At a $24 billion price, Instacart is valued today at around just under 10x its current annualized revenues. That may be slightly high in the present market if Instacart was still losing money. However, the company has a few things up its sleeve that could make a 10x multiple — more associated with SaaS companies than on-demand consumer services that are more macro-sensitive — potentially palatable:

  • Accelerating revenue growth from Q1 to Q2, showing that the company is not in a terminal top-line expansion deceleration. In turn, that implies strong future growth and, therefore, cash flows.
  • Profitability in a market that is said to put a premium on stability.

The two points work in tandem. Back in 2021, accelerating growth with expanding losses would have been tolerated, if not implicitly celebrated, as risk-on investors coveted bold bets toward huge futures. In 2022, accelerating growth is welcome, but paired with profitability (perhaps even the bullshitty adjusted EBITDA), Instacart can tout future scale without the need to raise capital to fund its growth. That tells investors that debt or dilution via share sales is less likely.
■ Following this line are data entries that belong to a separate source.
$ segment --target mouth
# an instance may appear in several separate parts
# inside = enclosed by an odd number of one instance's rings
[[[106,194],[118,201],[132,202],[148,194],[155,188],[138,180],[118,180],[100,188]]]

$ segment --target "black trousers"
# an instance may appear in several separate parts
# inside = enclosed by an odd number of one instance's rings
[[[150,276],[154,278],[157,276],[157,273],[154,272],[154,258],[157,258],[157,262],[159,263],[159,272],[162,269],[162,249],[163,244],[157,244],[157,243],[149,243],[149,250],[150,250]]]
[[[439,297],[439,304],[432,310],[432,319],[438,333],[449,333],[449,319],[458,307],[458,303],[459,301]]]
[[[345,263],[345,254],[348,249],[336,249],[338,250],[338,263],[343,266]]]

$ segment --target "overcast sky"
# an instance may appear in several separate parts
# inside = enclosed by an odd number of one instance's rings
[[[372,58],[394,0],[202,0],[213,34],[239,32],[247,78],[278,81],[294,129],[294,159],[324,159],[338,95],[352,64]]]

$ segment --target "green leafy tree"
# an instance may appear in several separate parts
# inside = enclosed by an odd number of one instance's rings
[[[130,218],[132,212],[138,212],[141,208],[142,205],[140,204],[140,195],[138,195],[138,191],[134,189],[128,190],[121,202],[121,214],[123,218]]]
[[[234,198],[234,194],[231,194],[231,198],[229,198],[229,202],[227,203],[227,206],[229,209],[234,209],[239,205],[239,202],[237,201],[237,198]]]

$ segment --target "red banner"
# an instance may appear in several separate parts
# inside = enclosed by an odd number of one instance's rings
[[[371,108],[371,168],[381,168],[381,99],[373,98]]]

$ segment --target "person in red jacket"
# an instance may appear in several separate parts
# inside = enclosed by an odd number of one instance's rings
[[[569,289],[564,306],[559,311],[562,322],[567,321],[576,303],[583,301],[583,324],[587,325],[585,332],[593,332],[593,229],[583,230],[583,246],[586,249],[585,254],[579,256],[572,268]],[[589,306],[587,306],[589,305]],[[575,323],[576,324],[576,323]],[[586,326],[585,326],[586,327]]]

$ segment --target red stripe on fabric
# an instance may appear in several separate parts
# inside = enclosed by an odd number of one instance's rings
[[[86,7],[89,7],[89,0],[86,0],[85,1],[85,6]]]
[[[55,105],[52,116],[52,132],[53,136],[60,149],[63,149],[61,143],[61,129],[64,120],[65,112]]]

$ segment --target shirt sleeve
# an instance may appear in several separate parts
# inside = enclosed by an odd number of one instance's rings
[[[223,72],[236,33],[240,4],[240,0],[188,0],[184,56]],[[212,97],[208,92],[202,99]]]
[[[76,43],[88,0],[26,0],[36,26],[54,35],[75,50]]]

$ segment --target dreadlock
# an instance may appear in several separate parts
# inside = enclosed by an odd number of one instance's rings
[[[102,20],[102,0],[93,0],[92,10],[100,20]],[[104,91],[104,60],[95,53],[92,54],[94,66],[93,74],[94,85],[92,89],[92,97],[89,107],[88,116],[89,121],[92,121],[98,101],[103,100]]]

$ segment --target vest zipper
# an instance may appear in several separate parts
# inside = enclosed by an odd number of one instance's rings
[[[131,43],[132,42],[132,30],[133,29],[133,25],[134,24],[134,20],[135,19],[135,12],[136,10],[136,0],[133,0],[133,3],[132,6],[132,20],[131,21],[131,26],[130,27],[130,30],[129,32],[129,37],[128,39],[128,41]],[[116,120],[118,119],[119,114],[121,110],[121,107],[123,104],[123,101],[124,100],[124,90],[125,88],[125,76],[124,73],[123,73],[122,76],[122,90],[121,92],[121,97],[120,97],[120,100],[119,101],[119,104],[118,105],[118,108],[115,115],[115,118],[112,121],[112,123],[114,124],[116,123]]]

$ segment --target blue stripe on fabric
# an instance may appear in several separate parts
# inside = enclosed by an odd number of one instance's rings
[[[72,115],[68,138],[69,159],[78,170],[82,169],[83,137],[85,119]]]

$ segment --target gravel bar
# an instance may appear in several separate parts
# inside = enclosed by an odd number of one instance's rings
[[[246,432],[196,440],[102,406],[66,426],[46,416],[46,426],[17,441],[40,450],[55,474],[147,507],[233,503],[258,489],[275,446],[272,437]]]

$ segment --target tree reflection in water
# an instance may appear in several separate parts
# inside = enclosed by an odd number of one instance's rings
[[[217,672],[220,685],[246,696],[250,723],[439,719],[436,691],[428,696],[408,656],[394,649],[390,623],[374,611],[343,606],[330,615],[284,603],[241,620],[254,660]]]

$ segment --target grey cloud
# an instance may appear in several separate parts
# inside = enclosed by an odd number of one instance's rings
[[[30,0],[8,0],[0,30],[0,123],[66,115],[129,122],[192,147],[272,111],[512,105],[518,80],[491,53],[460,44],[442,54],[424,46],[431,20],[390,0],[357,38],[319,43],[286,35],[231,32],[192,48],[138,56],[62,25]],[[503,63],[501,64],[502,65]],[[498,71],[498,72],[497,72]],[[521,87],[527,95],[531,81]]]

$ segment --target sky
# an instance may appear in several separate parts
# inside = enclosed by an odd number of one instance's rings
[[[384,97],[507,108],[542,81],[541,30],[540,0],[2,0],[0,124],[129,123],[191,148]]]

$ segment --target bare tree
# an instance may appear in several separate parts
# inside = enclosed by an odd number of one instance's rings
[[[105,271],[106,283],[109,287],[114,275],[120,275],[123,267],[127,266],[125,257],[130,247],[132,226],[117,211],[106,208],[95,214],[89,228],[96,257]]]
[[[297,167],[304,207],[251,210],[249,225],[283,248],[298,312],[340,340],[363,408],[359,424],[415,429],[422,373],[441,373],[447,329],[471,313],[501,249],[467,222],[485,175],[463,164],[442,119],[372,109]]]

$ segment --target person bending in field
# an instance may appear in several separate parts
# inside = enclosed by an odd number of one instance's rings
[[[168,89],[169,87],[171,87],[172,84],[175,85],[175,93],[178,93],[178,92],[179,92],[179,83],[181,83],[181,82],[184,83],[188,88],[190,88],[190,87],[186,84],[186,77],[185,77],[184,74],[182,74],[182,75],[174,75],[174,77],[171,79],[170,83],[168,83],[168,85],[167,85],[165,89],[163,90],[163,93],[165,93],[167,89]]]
And we can see in its data hints of other efforts coming good. Yes, the number of orders that Instacart managed in Q2 rose roughly in tandem with its GMV expansion. But more importantly, its revenue grew more quickly than either delivery-focused component of its business. That could mean that Instacart’s other business efforts, namely software and advertising, could be adding materially to its growth. Because those products could sport stronger gross margins than delivery proper, the company could also have a revenue-quality story to tell investors to boot.

Instacart going public this year is a bold effort. Less gritty companies would find some way to dodge the process. But with the above numbers and a new valuation, Instacart may be prepared to thread the needle. Of course, questions remain. But some black ink matched with top-line acceleration is one hell of a mix.